Sur la question de la lutte contre les stéréotypes sur les femmes, la Ministre a tenu à saluer l'accompagnement de l'élément religieux au Maroc dans la coordination et la diffusion des campagnes de sensibilisation en la matière par le biais notamment des prêches du vendredi.
Santé, violence domestique
Des questions ont été posées par des membres du Comité sur l'incidence du VIH/sida, les réponses apportées au problème des grossesses non désirées et au danger des avortements clandestins, les solutions apportées pour faire face à l'augmentation de la mortalité maternelle, l'accès des femmes rurales aux services de santé, le fonctionnement du système d'assurance maladie obligatoire.
Répondant en outre à une question sur la situation des femmes victimes de viols conjugaux, la Ministre marocaine a indiqué que la question est au centre des débats sur la réforme du Code pénal s'agissant de la lutte contre les violences conjugales. Elle a reconnu que la tradition judiciaire au Maroc veut que la violence sexuelle soit traitée au tribunal par des gestes symboliques, afin d'éviter la parole. Ces gestes symboliques sont compris par le juge sans que la victime ait prononcé un mot et il prend des mesures.
La mortalité maternelle est une préoccupation du Ministère de la santé. La délégation a indiqué que le pays a connu 227 décès pour 100 000 naissances pour la période 1993-2003. depuis, des efforts ont été faits, mais la problématique de la mortalité maternelle reste préoccupante. Un plan d'action plus ambitieux est en cours d'élaboration, qu ivise à augmenter l'accessibilité de la femme aux services de santé et améliorer l'accueil. Il est en outre prévu que tout décès maternel fasse l'objet d'un audit. Un observatoire national sur les décès maternels contribue à répertorier et à lutter contre ce fléau. Le pays favorise l'implication du secteur privé et des citoyens dans l'effort de lutte contre la mortalité maternelle.
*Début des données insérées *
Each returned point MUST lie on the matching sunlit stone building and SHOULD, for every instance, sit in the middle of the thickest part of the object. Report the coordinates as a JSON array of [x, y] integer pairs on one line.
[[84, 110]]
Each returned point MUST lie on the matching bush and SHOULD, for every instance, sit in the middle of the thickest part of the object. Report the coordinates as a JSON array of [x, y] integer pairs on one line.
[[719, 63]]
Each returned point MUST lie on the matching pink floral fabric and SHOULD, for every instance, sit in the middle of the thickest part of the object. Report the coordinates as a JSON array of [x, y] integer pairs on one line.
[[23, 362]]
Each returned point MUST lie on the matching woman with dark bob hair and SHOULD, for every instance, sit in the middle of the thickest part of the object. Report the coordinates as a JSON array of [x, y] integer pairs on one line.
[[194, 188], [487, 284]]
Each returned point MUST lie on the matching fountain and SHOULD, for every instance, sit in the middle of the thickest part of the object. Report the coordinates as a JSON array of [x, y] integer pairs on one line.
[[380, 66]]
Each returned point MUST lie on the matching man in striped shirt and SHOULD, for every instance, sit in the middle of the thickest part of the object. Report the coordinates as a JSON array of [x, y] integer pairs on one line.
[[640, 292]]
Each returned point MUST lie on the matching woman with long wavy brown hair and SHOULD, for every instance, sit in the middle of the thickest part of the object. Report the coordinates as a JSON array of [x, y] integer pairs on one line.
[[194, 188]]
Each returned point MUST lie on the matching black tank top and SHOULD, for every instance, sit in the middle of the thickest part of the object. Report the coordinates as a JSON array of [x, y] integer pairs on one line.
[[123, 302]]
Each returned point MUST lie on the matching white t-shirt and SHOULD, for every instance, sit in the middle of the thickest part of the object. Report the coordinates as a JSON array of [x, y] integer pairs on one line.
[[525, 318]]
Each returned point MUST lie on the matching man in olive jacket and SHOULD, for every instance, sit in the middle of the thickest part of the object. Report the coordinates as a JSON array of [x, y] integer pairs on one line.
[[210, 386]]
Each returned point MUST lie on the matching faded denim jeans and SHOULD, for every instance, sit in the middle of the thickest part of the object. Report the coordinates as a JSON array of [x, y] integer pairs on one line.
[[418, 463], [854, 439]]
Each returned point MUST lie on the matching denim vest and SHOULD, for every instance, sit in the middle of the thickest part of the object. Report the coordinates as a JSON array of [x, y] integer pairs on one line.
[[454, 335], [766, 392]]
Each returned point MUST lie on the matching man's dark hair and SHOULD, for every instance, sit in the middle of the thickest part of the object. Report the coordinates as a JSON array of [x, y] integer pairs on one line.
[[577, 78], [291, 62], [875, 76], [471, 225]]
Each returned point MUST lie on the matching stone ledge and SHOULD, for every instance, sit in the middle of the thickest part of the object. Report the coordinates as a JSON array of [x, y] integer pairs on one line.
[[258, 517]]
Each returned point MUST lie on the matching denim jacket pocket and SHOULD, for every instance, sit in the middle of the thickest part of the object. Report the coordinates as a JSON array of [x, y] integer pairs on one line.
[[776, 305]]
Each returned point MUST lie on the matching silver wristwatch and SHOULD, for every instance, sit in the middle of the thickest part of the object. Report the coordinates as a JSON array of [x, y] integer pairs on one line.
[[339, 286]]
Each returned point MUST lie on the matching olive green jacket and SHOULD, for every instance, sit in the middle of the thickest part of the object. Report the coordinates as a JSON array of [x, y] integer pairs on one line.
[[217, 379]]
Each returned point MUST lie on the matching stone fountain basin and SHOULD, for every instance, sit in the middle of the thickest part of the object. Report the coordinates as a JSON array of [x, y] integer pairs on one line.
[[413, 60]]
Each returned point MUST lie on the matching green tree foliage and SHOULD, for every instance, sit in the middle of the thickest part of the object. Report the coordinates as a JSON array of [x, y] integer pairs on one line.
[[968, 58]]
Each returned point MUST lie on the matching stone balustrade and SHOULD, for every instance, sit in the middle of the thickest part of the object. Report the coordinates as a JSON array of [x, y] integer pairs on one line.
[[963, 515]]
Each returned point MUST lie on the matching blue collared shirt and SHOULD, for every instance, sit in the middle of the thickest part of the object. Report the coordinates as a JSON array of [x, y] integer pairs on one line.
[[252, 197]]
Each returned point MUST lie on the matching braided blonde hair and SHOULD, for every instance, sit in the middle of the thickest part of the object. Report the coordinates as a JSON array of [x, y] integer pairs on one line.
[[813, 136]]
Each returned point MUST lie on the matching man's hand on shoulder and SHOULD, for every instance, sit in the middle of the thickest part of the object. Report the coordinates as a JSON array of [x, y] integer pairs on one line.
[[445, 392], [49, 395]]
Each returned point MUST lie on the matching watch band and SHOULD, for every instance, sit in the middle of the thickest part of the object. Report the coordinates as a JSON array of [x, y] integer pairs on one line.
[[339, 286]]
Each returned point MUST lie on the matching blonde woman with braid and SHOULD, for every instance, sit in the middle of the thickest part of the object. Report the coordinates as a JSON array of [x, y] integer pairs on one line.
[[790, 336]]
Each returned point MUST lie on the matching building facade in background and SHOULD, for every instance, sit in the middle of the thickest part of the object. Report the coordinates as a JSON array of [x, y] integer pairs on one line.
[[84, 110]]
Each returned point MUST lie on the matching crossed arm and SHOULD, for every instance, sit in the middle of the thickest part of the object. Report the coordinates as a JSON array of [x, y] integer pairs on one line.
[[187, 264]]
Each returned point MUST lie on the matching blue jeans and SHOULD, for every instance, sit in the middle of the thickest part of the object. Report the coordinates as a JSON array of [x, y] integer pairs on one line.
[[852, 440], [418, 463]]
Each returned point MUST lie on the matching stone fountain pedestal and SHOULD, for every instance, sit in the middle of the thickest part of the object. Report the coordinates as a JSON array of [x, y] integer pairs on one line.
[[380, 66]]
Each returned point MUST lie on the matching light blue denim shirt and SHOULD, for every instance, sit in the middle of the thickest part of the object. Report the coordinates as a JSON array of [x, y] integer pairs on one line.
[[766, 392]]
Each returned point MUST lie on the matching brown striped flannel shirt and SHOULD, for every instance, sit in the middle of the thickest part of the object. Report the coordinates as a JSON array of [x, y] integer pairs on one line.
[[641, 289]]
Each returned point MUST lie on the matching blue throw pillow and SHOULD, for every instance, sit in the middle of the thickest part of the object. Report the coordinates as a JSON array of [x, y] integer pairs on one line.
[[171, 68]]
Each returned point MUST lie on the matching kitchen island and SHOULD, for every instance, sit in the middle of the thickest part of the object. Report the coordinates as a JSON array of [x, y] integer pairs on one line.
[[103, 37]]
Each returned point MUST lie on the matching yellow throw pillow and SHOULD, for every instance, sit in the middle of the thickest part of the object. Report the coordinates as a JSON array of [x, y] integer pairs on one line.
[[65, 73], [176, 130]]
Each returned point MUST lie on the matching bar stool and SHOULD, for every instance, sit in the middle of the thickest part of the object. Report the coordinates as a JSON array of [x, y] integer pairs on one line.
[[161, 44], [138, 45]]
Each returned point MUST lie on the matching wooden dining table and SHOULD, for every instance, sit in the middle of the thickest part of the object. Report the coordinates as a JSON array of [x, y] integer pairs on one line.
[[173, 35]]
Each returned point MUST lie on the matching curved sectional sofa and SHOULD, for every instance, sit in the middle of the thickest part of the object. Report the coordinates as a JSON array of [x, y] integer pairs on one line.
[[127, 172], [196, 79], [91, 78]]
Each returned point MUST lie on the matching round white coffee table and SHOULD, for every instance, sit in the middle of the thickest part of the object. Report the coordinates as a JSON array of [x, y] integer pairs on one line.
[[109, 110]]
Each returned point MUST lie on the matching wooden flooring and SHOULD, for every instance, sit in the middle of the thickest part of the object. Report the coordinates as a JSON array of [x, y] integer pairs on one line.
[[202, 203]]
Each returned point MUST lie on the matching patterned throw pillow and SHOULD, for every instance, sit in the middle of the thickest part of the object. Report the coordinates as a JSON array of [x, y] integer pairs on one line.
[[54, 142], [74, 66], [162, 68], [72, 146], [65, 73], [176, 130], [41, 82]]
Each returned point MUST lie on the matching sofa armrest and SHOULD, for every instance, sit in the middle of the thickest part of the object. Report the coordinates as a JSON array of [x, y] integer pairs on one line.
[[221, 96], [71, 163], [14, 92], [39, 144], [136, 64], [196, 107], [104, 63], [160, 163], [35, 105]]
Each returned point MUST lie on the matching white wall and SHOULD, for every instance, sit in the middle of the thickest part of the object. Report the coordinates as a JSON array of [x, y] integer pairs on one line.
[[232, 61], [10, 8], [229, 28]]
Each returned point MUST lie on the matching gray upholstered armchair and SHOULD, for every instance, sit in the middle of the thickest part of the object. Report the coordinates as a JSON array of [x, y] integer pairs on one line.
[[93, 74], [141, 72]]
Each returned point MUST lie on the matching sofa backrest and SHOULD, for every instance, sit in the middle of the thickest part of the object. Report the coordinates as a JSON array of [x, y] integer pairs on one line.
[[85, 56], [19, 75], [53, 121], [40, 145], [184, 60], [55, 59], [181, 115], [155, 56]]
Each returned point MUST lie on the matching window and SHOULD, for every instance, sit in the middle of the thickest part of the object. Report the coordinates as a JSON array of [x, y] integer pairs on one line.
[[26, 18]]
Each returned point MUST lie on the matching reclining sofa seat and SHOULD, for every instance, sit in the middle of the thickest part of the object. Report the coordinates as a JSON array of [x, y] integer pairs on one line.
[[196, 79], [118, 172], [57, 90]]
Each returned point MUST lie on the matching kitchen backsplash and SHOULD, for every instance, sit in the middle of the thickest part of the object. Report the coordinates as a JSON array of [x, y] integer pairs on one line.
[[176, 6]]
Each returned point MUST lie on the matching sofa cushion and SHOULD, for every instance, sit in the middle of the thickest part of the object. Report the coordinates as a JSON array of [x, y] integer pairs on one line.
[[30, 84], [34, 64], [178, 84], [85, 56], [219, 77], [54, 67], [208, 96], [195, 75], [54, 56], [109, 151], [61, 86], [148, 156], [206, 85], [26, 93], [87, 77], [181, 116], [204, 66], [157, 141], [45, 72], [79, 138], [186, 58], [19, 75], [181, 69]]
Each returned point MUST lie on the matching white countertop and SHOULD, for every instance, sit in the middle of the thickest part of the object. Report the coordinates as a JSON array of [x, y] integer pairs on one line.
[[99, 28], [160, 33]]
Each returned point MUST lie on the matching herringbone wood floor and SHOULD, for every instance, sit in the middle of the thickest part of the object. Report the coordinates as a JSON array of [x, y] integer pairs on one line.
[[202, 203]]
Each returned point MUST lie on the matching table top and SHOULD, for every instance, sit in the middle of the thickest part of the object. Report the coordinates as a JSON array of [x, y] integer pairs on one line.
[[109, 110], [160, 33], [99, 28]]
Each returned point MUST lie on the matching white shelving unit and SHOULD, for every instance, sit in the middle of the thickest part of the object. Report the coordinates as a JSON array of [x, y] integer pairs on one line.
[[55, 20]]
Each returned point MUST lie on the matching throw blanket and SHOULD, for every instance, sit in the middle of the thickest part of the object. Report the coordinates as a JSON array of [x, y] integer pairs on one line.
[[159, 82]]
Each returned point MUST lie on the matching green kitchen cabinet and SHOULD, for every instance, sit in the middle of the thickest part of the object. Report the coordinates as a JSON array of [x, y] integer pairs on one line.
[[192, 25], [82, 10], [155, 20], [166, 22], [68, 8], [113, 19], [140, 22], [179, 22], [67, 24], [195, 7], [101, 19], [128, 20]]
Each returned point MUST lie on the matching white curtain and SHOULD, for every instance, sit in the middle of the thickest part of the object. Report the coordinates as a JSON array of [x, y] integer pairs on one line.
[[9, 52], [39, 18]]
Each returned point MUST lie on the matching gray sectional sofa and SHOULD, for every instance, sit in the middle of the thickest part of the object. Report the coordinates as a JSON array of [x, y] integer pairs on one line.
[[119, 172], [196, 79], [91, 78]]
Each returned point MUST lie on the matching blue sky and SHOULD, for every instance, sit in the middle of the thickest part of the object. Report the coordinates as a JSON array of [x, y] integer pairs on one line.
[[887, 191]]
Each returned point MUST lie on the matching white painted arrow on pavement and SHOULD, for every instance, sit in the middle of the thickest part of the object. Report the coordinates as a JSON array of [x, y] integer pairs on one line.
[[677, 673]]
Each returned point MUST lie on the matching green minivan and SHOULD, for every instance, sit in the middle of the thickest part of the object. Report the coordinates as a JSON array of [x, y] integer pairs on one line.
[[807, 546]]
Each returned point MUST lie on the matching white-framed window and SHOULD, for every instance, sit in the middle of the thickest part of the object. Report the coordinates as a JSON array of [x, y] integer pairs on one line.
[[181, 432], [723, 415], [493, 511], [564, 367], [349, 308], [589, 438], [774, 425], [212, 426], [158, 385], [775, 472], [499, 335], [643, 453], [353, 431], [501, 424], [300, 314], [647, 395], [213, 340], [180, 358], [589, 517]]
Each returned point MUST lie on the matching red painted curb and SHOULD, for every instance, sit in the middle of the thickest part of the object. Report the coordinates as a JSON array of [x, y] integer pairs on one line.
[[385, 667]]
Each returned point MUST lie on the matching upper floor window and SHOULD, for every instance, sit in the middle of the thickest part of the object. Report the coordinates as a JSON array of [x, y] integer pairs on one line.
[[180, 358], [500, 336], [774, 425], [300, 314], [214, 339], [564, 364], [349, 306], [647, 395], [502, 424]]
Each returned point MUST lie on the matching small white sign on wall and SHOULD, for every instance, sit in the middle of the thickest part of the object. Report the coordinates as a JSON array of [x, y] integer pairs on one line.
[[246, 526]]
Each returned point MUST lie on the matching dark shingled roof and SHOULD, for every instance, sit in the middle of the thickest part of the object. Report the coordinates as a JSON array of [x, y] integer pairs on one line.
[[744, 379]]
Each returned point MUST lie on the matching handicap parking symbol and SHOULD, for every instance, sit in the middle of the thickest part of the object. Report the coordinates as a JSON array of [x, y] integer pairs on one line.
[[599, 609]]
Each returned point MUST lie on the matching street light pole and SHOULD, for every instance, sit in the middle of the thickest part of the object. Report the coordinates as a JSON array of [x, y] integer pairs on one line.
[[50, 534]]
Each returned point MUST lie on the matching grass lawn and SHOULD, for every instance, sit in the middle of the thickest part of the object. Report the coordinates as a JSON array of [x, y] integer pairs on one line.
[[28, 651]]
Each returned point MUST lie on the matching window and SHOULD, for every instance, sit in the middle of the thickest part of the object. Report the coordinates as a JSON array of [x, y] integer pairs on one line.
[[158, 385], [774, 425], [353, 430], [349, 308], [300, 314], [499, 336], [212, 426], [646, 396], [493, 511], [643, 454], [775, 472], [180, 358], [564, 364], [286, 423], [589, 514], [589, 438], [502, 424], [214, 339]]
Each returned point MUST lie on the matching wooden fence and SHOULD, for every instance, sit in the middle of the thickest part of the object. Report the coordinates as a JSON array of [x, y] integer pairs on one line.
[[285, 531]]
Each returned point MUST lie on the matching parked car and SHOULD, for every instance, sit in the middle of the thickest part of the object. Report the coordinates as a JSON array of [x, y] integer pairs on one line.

La délégation a par ailleurs indiqué que le budget pour les médicaments sera doublé pour atteindre 1 milliard de dirhams, afin que tout citoyen puisse bénéficier de soins.
Des moyens seront en outre mis à disposition pour les endroits difficilement accessibles.
La couverture médicale a commencé en mai 2002 dans le but d'améliorer les conditions de santé de la population, elle comporte deux volets, l'assurance maladie obligatoire pour les retraités, les travailleurs du public et du privé, d'une part, et d'autre part le «RAMED», à l'intention de la population démunie qui n'ont pas les ressources nécessaires pour une couverture de santé, soit environ 8,5 millions d'habitants. Ce volet du programme sera introduit dès mars prochain en phase pilote, pour une généralisation dès la fin 2008. Le programme vise à faire passer de 34% à 70% la couverture de santé de la population marocaine. Pour les indépendants, les 30% restant, des mécanismes spécifiques ont été élaborés.
Questions de suivi
Répondant à des questions sur les initiatives en faveur des femmes, la Ministre a indiqué que des projets de loi sont prêts, notamment les lois contre la violence, contre la pédophilie, sur la protection des femmes de ménage, sur la criminalisation des employeurs d'enfants. Sur la question de la représentation des femmes, modifier les mentalités ne se fait pas à court terme. Elle a aussi souligné que dans le contexte des votes tribaux, il y a peu de chance qu'une femme soit élue. Seules des mesures d'action affirmative peuvent permettre de renforcer la représentativité des femmes en politique. C'est un dossier prioritaire pour la Ministre.